Kaunda ruled Zambia from 1964, when the Southern African nation won its independence from Britain, until 1991, and afterward became one of the most committed activists against HIV/AIDS in Africa.

Although Zambia’s copper-based economy fared badly under the deceased president, who was popularly called KK, long stewardship, meanwhile, would be remembered more for his role as an anti-colonial fighter who stood up to white minority rule in Southern African countries such as Angola, Mozambique, Namibia, South Africa and Rhodesia, now Zimbabwe.

The youngest of eight children, Kaunda lost his father when he was eight years old. His mother was a teacher, a rare profession for Zambian women in those days.

He started his political career as the organising secretary of the Northern Rhodesian African National Congress (NRANC) in the Northern Province of Zambia.

But in 1958, he broke from the NRANC to form the Zambian African National Congress (ZANC). The colonial authorities banned it a year later, and Kaunda was imprisoned in Lusaka for nine months.

ZANC became the United Party for National Development (UNIP) in 1959 and the following year, Kaunda was released from prison and elected president of the nationalist, left-of-centre UNIP. He then started organising civil disobedience known as the Cha-cha-cha campaign.

It was the philosophy of Mahatma Gandhi that made Kaunda committed to non-violent principles and was not ashamed to weep in public as well as had a unique speaking style, emphasising key thoughts by repeating whole sentences, his trademark white handkerchief in his left hand.

He espoused an ideology of “humanism” mixing Christian ethics, traditional African values, and socialistic principles and often used his rhetorical skills to appeal to the public, Kaunda won independence for his nation without resorting to violence in 1964. As UNIP president, he ruled Zambia for 27 years.

In foreign policy, Kaunda provided logistical help to other African liberation movements, including the Zimbabwe African People’s Union (ZAPU) and the breakaway Zimbabwe African National Union (ZANU) of Southern Rhodesia and the African National Congress (ANC) of South Africa.

The ANC’s Radio Freedom was allowed to broadcast from Lusaka and it was under Kaunda’s protection that the ANC waged an armed struggle, then a diplomatic one against apartheid.

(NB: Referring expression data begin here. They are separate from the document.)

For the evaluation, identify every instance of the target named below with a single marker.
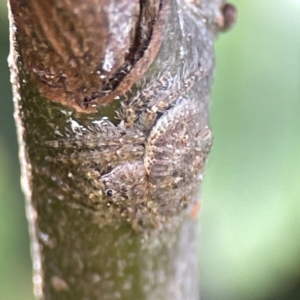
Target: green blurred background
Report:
(250, 222)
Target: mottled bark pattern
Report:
(93, 173)
(148, 168)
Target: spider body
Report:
(148, 166)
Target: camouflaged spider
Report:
(154, 157)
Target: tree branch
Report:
(73, 63)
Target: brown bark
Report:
(68, 59)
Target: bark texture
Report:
(76, 60)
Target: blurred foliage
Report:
(250, 222)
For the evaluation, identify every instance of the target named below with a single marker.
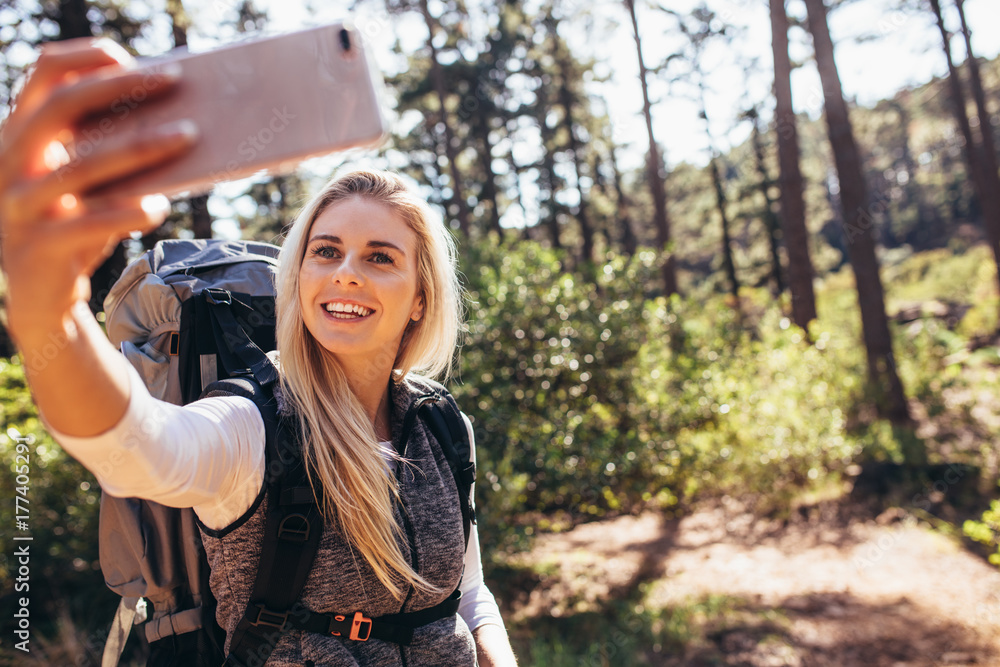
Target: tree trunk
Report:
(654, 169)
(793, 209)
(73, 21)
(770, 219)
(727, 247)
(437, 77)
(982, 169)
(858, 228)
(586, 229)
(986, 148)
(201, 221)
(489, 189)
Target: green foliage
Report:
(987, 531)
(590, 399)
(63, 503)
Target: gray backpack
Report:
(185, 314)
(195, 318)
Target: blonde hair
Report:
(338, 439)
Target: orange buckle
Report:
(357, 623)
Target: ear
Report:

Zambia also helped Zimbabwe gain its independence from white minority rule in 1980. But during his time in power, Zambia became a one-party state – effectively giving him absolute control.

Kaunda banned the political opposition in 1973. He was forced to reverse this decision in 1991 due to popular pressure provoked by shortages of basic foodstuffs as well as increasing international pressure for greater democracy in Africa.

He fell from power with the advent of multiparty democracy. In 1991, he lost presidential elections to Fredrick Chiluba from the Movement for Multiparty Democracy (MMD) after a fiercely contested campaign.

Kaunda accepted defeat waving his trademark white handkerchief and went ahead to engage in national politics and in 1996 tried to stand for the presidency. However, the Chiluba government changed the constitution so that anyone whose parents came from outside the country was deemed a foreigner and could therefore not run for office.

Chiluba later attempted to deport Kaunda alleging that he was a Malawian. In 1997, Chiluba threw Kaunda in jail on Christmas Day for allegedly being involved in a foiled coup attempt.

In 1999, during Chiluba’s rule, he was declared stateless by a Zambian High Court, but he challenged this decision in the Supreme Court of Zambia, which declared him to be a Zambian citizen the following year.